For a vector addition, assume that the vector length is 2000, each thread
calculates one output element, the thread block size is 512 threads and the entire computation is carried out by one grid. How many threads will be in the grid?
Answer: The answer is 2048 = (4 * 512)
How many warps do you expect to have divergence due to the boundary check on the vector length?
My issue is that I don’t know the concept of warp divergence.
I would be happy to help to understand the concept and also solve the problem.
warp divergence results from a situation where you have conditional code, and some threads in the warp follow one path through the conditional code, and other threads in the warp follow a different path.
The boundary check referred to in your prompt is an example:
int idx = threadIdx.x + blockDim.x*blockIdx.x;
if (idx < N)
z[idx] = x[idx] + y[idx];
For threads whose idx value (the globally-unique thread index) is less than N, they will perform the vector addtion. Those threads whose idx value is equal to or greater than N will not. Typically there would be one warp in the grid where some threads would satisfy that boolean condition, and some threads would not. All other warps in the grid would either consist of all threads satisfying the condition, or all threads not satisfying the condition.

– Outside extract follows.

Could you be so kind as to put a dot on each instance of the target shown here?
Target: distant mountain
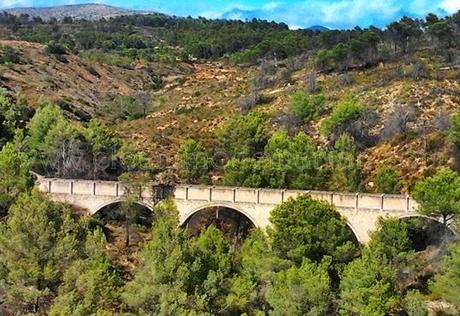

The warp that has some of both is the candidate for warp divergence.
The concept of warp divergence has a number of possible interpretations and nuances that I am not covering here. This is a basic definition that is suitable for initial understanding and solution of the question asked.
Thank you. A question now raised in my mind, that is NVIDIA’s GPU runs a warp of 32 threads. In this case, there will be one warp that is completely idle (32) and another with (48-32) idle thread. So, isn’t the answer 2?
Did you review what my definition of candidate warp divergence was? You need threads, in a single warp, some of which (one or more) are following one path (let’s call it the “if” path"), and some (one or more) are following the other path (let’s call it the “else” path). If all threads in a warp are idle, it means they all followed the “else” path, and therefore that warp is not a candidate for warp divergence.